1915年、エルンスト・ゴートマンという外科医、彼は病院機構の審査機関をはじめて作った人ですが、このように言っています。「われわれ外科医としては、患者に役に立つことをすべきである」と。その役に立つということは、患者に志向した記録システムを実践することです。患者の問題志向または患者志向とは、患者にもたらされる結果、すなわちアウトカム(outcome)を重要視することです。具体的には、そのアウトカムを目標として、患者のQOLを高めること、そして患者が意義のある人生をどう過ごすかということに焦点を当てて医療の場で行動すること、それが臨床に携わる私たちに求められていることだと考えます。
むすび
西暦2000年の幕が開こうとしています。私が皆さんに申し上げたいことをまとめてみましょう。

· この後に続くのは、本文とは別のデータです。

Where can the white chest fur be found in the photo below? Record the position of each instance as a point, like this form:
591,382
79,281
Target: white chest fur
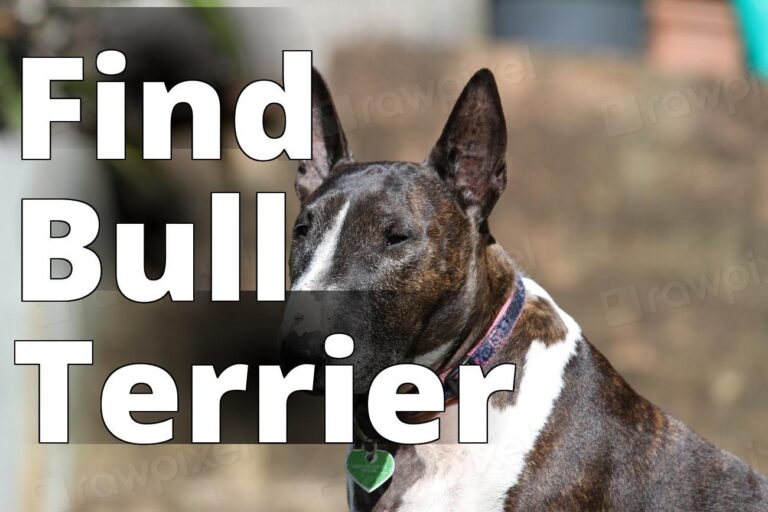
478,477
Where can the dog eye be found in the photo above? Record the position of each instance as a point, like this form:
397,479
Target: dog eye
396,238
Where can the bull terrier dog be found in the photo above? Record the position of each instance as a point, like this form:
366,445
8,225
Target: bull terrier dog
572,435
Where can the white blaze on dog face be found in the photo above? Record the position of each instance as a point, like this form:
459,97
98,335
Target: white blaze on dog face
392,247
312,279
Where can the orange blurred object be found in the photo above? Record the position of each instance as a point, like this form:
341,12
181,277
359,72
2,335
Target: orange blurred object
694,36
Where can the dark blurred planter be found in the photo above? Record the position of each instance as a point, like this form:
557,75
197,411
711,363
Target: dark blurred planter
579,23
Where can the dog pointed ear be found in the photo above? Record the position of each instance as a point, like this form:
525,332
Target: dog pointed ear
329,145
470,154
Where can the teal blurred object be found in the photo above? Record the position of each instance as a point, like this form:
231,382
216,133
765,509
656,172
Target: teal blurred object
753,15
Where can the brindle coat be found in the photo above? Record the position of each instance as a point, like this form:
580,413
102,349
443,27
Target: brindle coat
422,229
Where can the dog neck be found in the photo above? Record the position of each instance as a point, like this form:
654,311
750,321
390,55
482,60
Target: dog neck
495,280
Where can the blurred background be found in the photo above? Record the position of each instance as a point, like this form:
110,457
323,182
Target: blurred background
638,196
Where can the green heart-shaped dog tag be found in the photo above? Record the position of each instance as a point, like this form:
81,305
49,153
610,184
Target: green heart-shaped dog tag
370,474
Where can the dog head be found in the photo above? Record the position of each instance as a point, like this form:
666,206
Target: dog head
393,253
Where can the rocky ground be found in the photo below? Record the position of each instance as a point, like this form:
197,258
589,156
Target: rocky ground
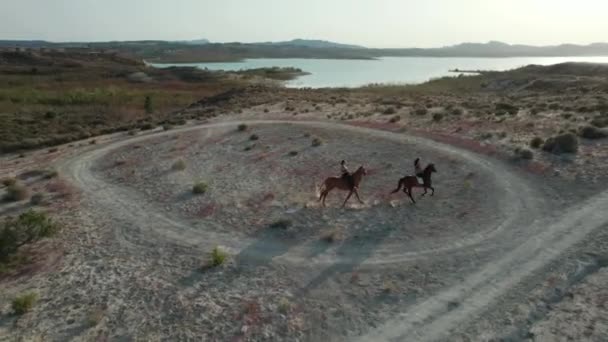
510,247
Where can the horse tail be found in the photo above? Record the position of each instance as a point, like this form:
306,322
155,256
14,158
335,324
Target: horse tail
399,186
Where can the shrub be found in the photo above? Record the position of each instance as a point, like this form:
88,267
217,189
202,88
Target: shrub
199,188
536,142
24,302
50,174
148,105
457,111
421,111
179,165
331,236
524,153
507,107
563,143
599,122
37,199
284,305
437,117
591,132
28,227
15,192
389,111
218,257
9,181
281,224
94,317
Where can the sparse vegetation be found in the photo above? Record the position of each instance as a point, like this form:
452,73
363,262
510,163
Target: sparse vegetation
389,111
524,153
421,111
28,227
9,181
281,224
218,257
179,165
536,142
37,199
332,236
24,303
563,143
591,132
94,317
199,188
284,305
15,192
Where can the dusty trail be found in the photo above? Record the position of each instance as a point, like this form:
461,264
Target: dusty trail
519,201
530,241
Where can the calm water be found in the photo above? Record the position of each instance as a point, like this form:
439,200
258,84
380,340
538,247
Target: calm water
395,70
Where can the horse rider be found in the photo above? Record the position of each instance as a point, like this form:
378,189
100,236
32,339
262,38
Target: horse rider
418,169
346,175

「知恵と同化したヒューマニティがヘルスのアートとして、いつまでも発展を続けることを私は期待する。このシステムを誰がサイエンスとして、またアートとして発展させていくのか。
仰ぐべき山が雲の彼方に存在することを信じて、私たちは共に歩み続けよう」
私たちは、仰ぐべき山が雲の彼方に存在することを信じて、たとえいま雲がかかっていてその頂(いただき)が見えなくても、そこに山があるということを信じて、勇気をもって歩みをつづけようではありませんか。